Friday, June 24, 2005

Predicting the unpredictable - again!

A must-read about Kyoto and the subject of global warming and climate change. A little story taken there from:

It is tempting to draw a comparison with the experience of mathematical models in economics. Their use was the subject of discussion in the first half of the last century between pro-market economists on the one side and pro-planning economists on the other. It was one of the most crucial debates that has ever taken place in economic science. It was conducted between Ludwig von Mises and Friedrich von Hayek of the so-called Austrian school on the one hand and Oskar Lange and Abba Lerner on the other. The central question was whether it was possible to make economic calculations in a socialist-planned economy. Lange was a proponent of market socialism with state ownership of the means of production, as embodied in the Soviet planned economy.

Using mathematical models and computers, the planned economy was supposed to be able to imitate the market and thereby solve the problem of economic calculation, according to Lange. Mises and Hayek believed that such a system could never function satisfactorily. They emphasized the importance of private ownership, in particular of the means of production, as a necessary precondition for price formation. Without personal property, there are no markets. If there are no markets, there is no price formation. And if there is no price formation, people lack the information to act in an economically rational way, with large-scale waste of resources as a result.
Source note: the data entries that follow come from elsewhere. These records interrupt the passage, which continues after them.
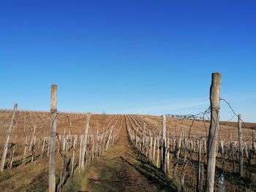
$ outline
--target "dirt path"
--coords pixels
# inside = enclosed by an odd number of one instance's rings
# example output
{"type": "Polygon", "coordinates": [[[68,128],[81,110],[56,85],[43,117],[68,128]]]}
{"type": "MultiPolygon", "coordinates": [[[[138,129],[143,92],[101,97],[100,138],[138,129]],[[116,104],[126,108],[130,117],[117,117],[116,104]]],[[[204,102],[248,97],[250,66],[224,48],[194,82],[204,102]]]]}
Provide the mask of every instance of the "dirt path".
{"type": "Polygon", "coordinates": [[[130,145],[123,118],[116,143],[90,163],[83,176],[74,177],[67,191],[176,191],[170,180],[130,145]]]}

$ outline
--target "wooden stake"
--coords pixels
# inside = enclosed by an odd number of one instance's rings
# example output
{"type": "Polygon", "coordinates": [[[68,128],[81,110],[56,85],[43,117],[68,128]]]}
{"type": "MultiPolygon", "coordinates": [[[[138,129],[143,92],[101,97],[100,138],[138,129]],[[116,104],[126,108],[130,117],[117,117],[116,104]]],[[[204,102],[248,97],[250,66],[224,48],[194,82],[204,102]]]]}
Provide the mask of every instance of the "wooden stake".
{"type": "Polygon", "coordinates": [[[210,91],[211,126],[208,140],[207,171],[206,178],[206,191],[207,192],[213,192],[214,188],[216,145],[218,140],[219,127],[220,82],[221,74],[213,73],[210,91]]]}
{"type": "Polygon", "coordinates": [[[86,127],[84,129],[83,141],[83,146],[82,146],[82,153],[81,153],[81,159],[80,159],[81,160],[81,168],[83,170],[84,169],[84,159],[85,159],[86,145],[87,145],[87,136],[88,136],[88,130],[89,128],[90,117],[91,116],[89,115],[87,115],[86,127]]]}
{"type": "Polygon", "coordinates": [[[243,161],[244,161],[244,154],[243,154],[243,134],[242,134],[242,125],[241,125],[241,115],[238,115],[238,145],[239,145],[239,174],[240,177],[243,177],[243,161]]]}
{"type": "Polygon", "coordinates": [[[57,85],[51,85],[50,112],[51,126],[50,132],[50,154],[49,154],[49,192],[56,191],[55,178],[55,156],[56,156],[56,139],[57,127],[57,85]]]}

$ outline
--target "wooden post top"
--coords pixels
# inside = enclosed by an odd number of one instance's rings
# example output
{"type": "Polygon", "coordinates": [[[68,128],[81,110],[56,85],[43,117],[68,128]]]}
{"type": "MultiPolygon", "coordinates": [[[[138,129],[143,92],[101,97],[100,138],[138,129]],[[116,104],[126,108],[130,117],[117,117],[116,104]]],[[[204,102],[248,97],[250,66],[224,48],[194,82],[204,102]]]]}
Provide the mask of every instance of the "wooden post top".
{"type": "Polygon", "coordinates": [[[50,111],[57,111],[57,85],[51,85],[50,111]]]}

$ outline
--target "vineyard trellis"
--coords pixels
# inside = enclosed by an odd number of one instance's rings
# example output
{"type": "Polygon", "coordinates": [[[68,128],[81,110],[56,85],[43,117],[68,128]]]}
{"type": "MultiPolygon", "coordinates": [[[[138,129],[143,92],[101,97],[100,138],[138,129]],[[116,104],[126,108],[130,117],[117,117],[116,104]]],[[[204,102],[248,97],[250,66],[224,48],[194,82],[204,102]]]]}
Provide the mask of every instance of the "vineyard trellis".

Thanks to the collapse of communism with its central planned economy, the debate was settled in the late 1980s in favor of Mises and Hayek. But, before that time, even many western economists had great confidence in the forecasting value of economic models. They recognized that these were not yet perfect, but believed that the shortcomings at that time could be remedied through further development of statistics, econometrics and the use of powerful computers. However, especially during the stagflation of the 1970s, economic models demonstrated that they were less and less able to explain and predict economic reality. This made economists increasingly aware of the fundamental limitations of the model-based approach to the economy. Will climatologists eventually also come to the same conclusion?
A truly brilliant analogy! When will man accept his limitations when it comes to predicting the unpredictable? The socialists of the 20th century didn't. The believers of global warming can't today, and all real data works against them. What is left is the simple belief that the world must in some way be coming to an end, and that it's man's fault.

I must repeat: A must-read.

...and to prevent any misunderstanding: That of doubting the need for today's Kyoto and the existence of any significant man-made global warming is not doubting the need to take care of the environment and monitoring behaviour in Earth's climate. However, a drop of blood doesn't always have to mean an open-heart surgery! Sometimes a plaster is enough.